Тортони и Роттердам согласно кивнули.
– Не убавите ли вы звук в телевизоре? Я бы хотел, чтобы ФБР услышало то, что я вам сейчас скажу, Калогеро, – громко и отчетливо промолвил Крамнэгел. Тортони и Роттердам порозовели от восторга, и даже Уэйербэк повернулся посмотреть на него.
– То, что вы спелись с Карбайдом, вполне естественно. Он обвиняет вас в вымогательстве и выглядит праведником божьим, а к тому времени, как судья Уэйербэк вас обелит, все будут уверены, что ваша шайка – щедрейшая благотворительная организация после Международного Красного Креста.
– А вы имеете представление о том, сколько мы каждый год даем на благотворительные цели? – проревел Калогеро, а Тортони поспешно усилил звук расконсервированных скрипок.
– Жалкую долю того, что должны бы платить в качестве налогов. Это ведь воровство по-американски – дать, чтобы утаить, сколько ты сумел огрести! – гремел в ответ Крамнэгел. – А сколько вы прикарманили при строительстве стадиона, если это не секрет фирмы?
– Стадион, к вашему сведению, является бездоходной организацией! – заорал Калогеро.
– Естественно. Я потому и понял, что дело нечисто.
– Убирайтесь вон! Хотя нет, подождите! – добавил Калогеро, понизив голос и сделав жест рукой. Тортони убавил звук. – Я настойчиво рекомендую вам покинуть город, – рассудительным тоном произнес Калогеро.
– На каком основании?
– Ну, скажем, на основании здравого смысла.
– То есть?
– Почему бы вам не вернуться в Европу, Барт? Она ведь, кажется, пришлась вам по вкусу.
– Вы шутите или всерьез?
– Только в следующий раз я бы на вашем месте отправился на борту обычного пассажирского лайнера. Это, конечно, дороже грузового парохода, но много удобнее. Да и искушений меньше…
Крамнэгел чуть улыбнулся. Слова мэра произвели на него впечатление. Да, греков продавать нельзя.
– Что ж, теперь ясно.
– Наконец-то.
– Да, мафия работает быстрее, чем светская хроника, скажу я вам.
– Ни те, ни другие не заинтересованы в вас как в личности, Барт. Что до меня, не привык я тратить время на идиотов, которые суются не в свое дело. Да и мелких воришек не люблю. И неблагодарных людей тоже. А когда все эти качества соединяются в одном человеке, то я нахожу, что от него смердит. У меня, видите ли, есть совесть и весьма высокие принципы. Мои дети гордятся мною. А вы можете сказать то же самое о себе?
– Детей у меня нет, но я вам скажу вот что...
– Вы можете идти, Барт.
– Я уйду, не беспокойтесь. Просто хочу, чтобы вы знали: я вас не боюсь, никого из вас не боюсь.
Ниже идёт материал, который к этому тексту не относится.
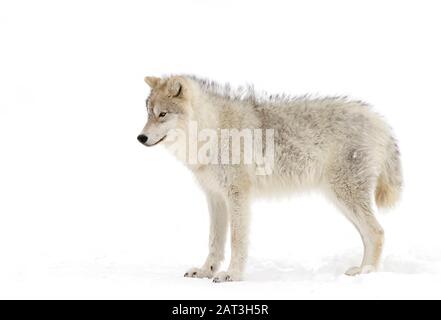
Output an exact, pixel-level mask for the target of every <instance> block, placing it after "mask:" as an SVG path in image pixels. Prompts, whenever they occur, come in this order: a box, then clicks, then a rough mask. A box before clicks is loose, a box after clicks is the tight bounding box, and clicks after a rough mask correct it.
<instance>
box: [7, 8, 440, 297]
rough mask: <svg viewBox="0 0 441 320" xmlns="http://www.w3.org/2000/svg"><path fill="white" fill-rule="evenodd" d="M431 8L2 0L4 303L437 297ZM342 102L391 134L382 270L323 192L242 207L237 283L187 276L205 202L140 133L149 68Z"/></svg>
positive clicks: (435, 154) (438, 236)
mask: <svg viewBox="0 0 441 320" xmlns="http://www.w3.org/2000/svg"><path fill="white" fill-rule="evenodd" d="M440 9H441V7H440V5H439V1H363V2H362V1H349V0H348V1H339V0H337V1H311V0H308V1H286V2H279V1H267V2H261V1H225V0H224V1H202V0H201V1H1V2H0V297H1V298H157V299H159V298H189V299H191V298H242V299H252V298H268V299H271V298H282V299H292V298H441V295H440V291H439V288H440V286H441V250H440V249H441V241H440V240H441V236H440V231H439V230H440V223H441V210H440V205H439V197H440V195H439V181H440V178H441V177H440V173H439V165H440V163H441V157H440V151H439V145H440V144H439V141H438V139H439V136H440V134H441V129H440V124H439V116H440V108H441V106H440V98H439V97H440V93H439V91H440V75H441V63H440V57H441V46H440V38H441V37H440V30H441V20H440V15H441V10H440ZM168 73H194V74H197V75H200V76H204V77H210V78H213V79H216V80H219V81H230V82H232V83H233V84H241V83H247V82H252V83H254V84H255V86H256V88H258V89H264V90H267V91H269V92H286V93H290V94H294V95H298V94H304V93H313V94H314V93H318V94H321V95H327V94H330V95H336V94H343V95H350V96H351V97H353V98H356V99H363V100H365V101H368V102H369V103H371V104H372V105H374V108H375V110H376V111H378V112H379V113H381V114H382V115H384V117H385V118H386V119H387V121H388V122H389V123H390V124H391V126H392V127H393V128H394V130H395V133H396V136H397V137H398V139H399V141H400V147H401V150H402V157H403V169H404V178H405V190H404V193H403V197H402V201H401V203H400V204H399V205H398V206H397V207H395V208H394V209H393V210H390V212H388V213H387V214H385V215H383V214H380V215H379V219H380V221H381V223H382V225H383V226H384V228H385V230H386V248H385V252H384V258H383V266H382V272H380V273H377V274H369V275H363V276H360V277H355V278H352V277H346V276H344V275H343V272H344V271H345V270H346V269H347V268H348V267H350V266H353V265H356V264H357V263H358V262H359V260H360V259H361V254H362V244H361V241H360V239H359V237H358V234H357V233H356V231H355V230H354V229H353V227H352V226H351V225H350V224H349V223H348V222H347V221H346V220H345V219H344V218H343V217H342V216H341V215H340V214H339V213H338V212H337V211H336V210H335V209H334V207H333V206H332V205H329V204H328V203H327V202H326V201H325V200H324V199H322V198H321V197H320V196H319V195H317V194H304V195H298V196H294V197H292V198H290V199H285V200H281V201H270V202H266V201H259V202H256V203H255V204H254V205H253V228H252V234H251V248H250V262H249V264H248V270H247V273H246V275H247V276H246V281H244V282H239V283H224V284H213V283H211V281H209V280H207V279H205V280H200V279H188V278H183V274H184V272H185V271H186V269H187V268H189V267H192V266H198V265H200V264H201V263H202V262H203V261H204V259H205V255H206V253H207V237H208V228H207V226H208V219H207V218H208V217H207V212H206V211H207V210H206V205H205V202H204V196H203V194H202V193H201V192H200V191H199V189H198V187H197V186H196V183H195V181H194V180H193V178H192V176H191V174H190V172H188V171H187V170H186V169H185V168H184V166H182V165H181V164H179V163H178V162H176V161H175V159H174V158H173V157H172V156H171V155H169V154H168V153H167V152H166V150H165V149H163V148H162V147H160V146H158V147H156V148H151V149H148V148H145V147H143V146H141V145H140V144H139V143H138V142H137V141H136V136H137V134H138V133H139V132H140V130H141V128H142V126H143V125H144V122H145V120H146V117H147V115H146V110H145V107H144V100H145V98H146V97H147V94H148V88H147V86H146V85H145V83H144V82H143V77H144V76H146V75H155V76H160V75H162V74H168Z"/></svg>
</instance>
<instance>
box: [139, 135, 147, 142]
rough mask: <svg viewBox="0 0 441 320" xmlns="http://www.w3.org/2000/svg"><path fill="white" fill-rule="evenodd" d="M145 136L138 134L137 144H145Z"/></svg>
mask: <svg viewBox="0 0 441 320" xmlns="http://www.w3.org/2000/svg"><path fill="white" fill-rule="evenodd" d="M147 139H148V138H147V136H146V135H145V134H140V135H139V136H138V141H139V142H141V143H146V142H147Z"/></svg>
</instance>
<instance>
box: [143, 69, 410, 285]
mask: <svg viewBox="0 0 441 320" xmlns="http://www.w3.org/2000/svg"><path fill="white" fill-rule="evenodd" d="M144 80H145V82H146V83H147V84H148V85H149V86H150V88H151V92H150V96H149V98H148V99H147V109H148V121H147V124H146V125H145V127H144V129H143V130H142V132H141V134H140V135H139V136H138V140H139V141H140V142H141V143H142V144H144V145H146V146H153V145H156V144H158V143H159V142H161V141H163V143H164V144H165V145H166V146H168V147H173V148H176V146H177V145H178V146H183V145H186V144H187V143H188V141H189V140H188V139H187V137H186V135H187V136H188V135H191V133H190V132H189V131H190V127H191V124H192V123H196V124H197V131H198V132H201V130H206V129H212V130H213V131H214V132H219V130H220V129H237V130H245V129H248V130H254V129H262V130H267V129H271V130H274V135H273V140H274V141H273V142H274V147H273V148H272V150H271V151H268V150H267V149H265V146H264V147H263V149H264V153H265V154H268V153H269V152H272V153H273V155H272V159H273V161H274V163H273V168H272V170H271V172H270V173H268V174H263V175H262V174H258V173H257V172H256V170H257V165H252V164H251V165H249V164H243V163H239V164H237V163H235V164H228V163H224V162H222V163H215V162H210V163H203V164H201V163H190V162H189V161H188V153H187V152H184V153H181V155H180V156H179V158H180V159H181V160H182V161H184V162H185V163H186V164H187V166H188V167H189V168H190V170H192V172H193V173H194V174H195V176H196V178H197V180H198V181H199V183H200V185H201V187H202V189H203V191H204V192H205V193H206V196H207V200H208V206H209V213H210V236H209V254H208V257H207V259H206V261H205V263H204V265H203V266H201V267H200V268H192V269H190V270H188V271H187V272H186V273H185V276H187V277H198V278H203V277H207V278H213V277H214V280H213V281H214V282H224V281H235V280H241V279H242V278H243V273H244V268H245V263H246V259H247V243H248V232H249V227H250V200H251V199H252V198H253V197H255V196H259V195H260V196H264V195H271V194H274V193H277V194H279V193H281V192H286V191H288V192H289V191H295V190H296V189H297V190H299V189H302V188H310V187H315V188H318V189H320V190H322V191H324V193H325V194H326V195H327V196H328V197H329V199H331V201H332V202H333V203H335V204H336V205H337V207H338V208H340V209H341V211H342V212H343V213H344V215H345V216H346V217H347V218H348V220H349V221H350V222H351V223H352V224H353V225H354V226H355V227H356V229H357V230H358V232H359V233H360V235H361V238H362V240H363V244H364V256H363V260H362V262H361V264H360V266H356V267H352V268H350V269H348V271H347V272H346V274H348V275H356V274H362V273H367V272H371V271H375V270H376V269H377V267H378V264H379V260H380V255H381V251H382V247H383V241H384V232H383V229H382V227H381V226H380V225H379V223H378V221H377V220H376V218H375V216H374V210H373V209H372V204H373V199H374V198H375V202H376V204H377V206H378V207H386V206H391V205H393V204H394V203H395V202H396V201H397V200H398V198H399V195H400V191H401V185H402V175H401V165H400V158H399V157H400V155H399V150H398V146H397V143H396V140H395V139H394V137H393V136H392V133H391V130H390V128H389V127H388V125H387V124H386V123H385V122H384V121H383V120H382V118H381V117H380V116H379V115H377V114H376V113H374V112H372V111H371V110H370V108H369V106H367V105H366V104H364V103H362V102H359V101H349V100H347V99H346V98H320V99H310V98H308V97H301V98H290V97H287V96H279V95H276V96H269V95H262V96H257V95H256V94H255V93H254V90H253V89H252V87H248V88H239V89H236V90H233V89H231V88H230V86H229V85H218V84H217V83H215V82H212V81H208V80H204V79H199V78H197V77H195V76H187V75H181V76H169V77H164V78H156V77H146V78H145V79H144ZM176 129H178V130H179V132H180V133H183V134H180V135H173V136H174V137H172V135H171V134H170V133H171V132H172V131H173V130H176ZM214 142H216V146H214V147H213V148H217V147H218V148H219V150H220V151H221V152H223V151H225V150H224V149H226V148H228V147H229V146H230V143H220V144H217V143H218V139H212V140H211V142H209V143H214ZM193 144H194V145H193V146H191V145H189V146H188V148H193V149H196V151H198V150H199V149H200V148H206V145H202V144H201V143H200V141H196V142H194V143H193ZM185 148H186V147H184V149H183V150H186V149H185ZM240 150H241V151H242V152H243V151H244V150H245V149H244V148H241V149H240ZM226 152H227V154H228V153H229V152H230V151H226ZM217 156H218V155H216V157H217ZM228 224H229V225H230V234H231V261H230V265H229V267H228V269H227V270H226V271H224V272H218V269H219V266H220V263H221V261H222V260H223V258H224V248H225V242H226V233H227V228H228Z"/></svg>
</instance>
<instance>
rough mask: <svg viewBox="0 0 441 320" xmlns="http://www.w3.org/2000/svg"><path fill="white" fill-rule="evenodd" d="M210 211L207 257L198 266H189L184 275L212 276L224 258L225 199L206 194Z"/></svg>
mask: <svg viewBox="0 0 441 320" xmlns="http://www.w3.org/2000/svg"><path fill="white" fill-rule="evenodd" d="M207 201H208V209H209V212H210V236H209V242H208V250H209V252H208V257H207V259H206V260H205V263H204V265H203V266H202V267H200V268H191V269H190V270H188V271H187V272H186V273H185V275H184V277H192V278H212V277H213V275H214V273H215V272H216V271H217V270H218V269H219V266H220V264H221V262H222V260H223V259H224V251H225V240H226V234H227V219H228V214H227V208H226V203H225V200H224V199H223V198H222V197H220V196H216V195H211V194H208V195H207Z"/></svg>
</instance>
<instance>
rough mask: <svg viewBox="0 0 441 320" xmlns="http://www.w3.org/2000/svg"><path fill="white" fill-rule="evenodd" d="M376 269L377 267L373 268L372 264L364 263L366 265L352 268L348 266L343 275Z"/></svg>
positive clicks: (366, 272)
mask: <svg viewBox="0 0 441 320" xmlns="http://www.w3.org/2000/svg"><path fill="white" fill-rule="evenodd" d="M376 269H377V268H375V266H372V265H366V266H362V267H352V268H349V269H348V270H347V271H346V272H345V275H347V276H356V275H359V274H364V273H371V272H375V271H376Z"/></svg>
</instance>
– Вам же хуже, – пожал плечами Калогеро.
– И вы зря назвали меня кретином.
– Это уж мое дело.
– Я люблю наш Город... И помню слова, которые вы говорили на обеде в мою честь, прекрасные слова, и шли от самого сердца, и были правдой. – Крамнэгел почувствовал, как, несмотря на всю решимость, глаза наполняются слезами. – И скажу: я ненавижу вас за то, что вы делаете с нашим Городом... Ненавижу.
Дернув за узел галстук, Калогеро распустил его и заговорил с суровым достоинством:
– А что я делаю с нашим Городом? Да знаете ли вы, мы заняли третье место в стране по количеству пожертвований на душу населения на войну в Юго-Восточной Азии? А по весу собранных книг и журналов – второе. И я, по-вашему, должен прятаться со стыда, потому что вы ненавидите меня за то, что я делаю с нашим Городом?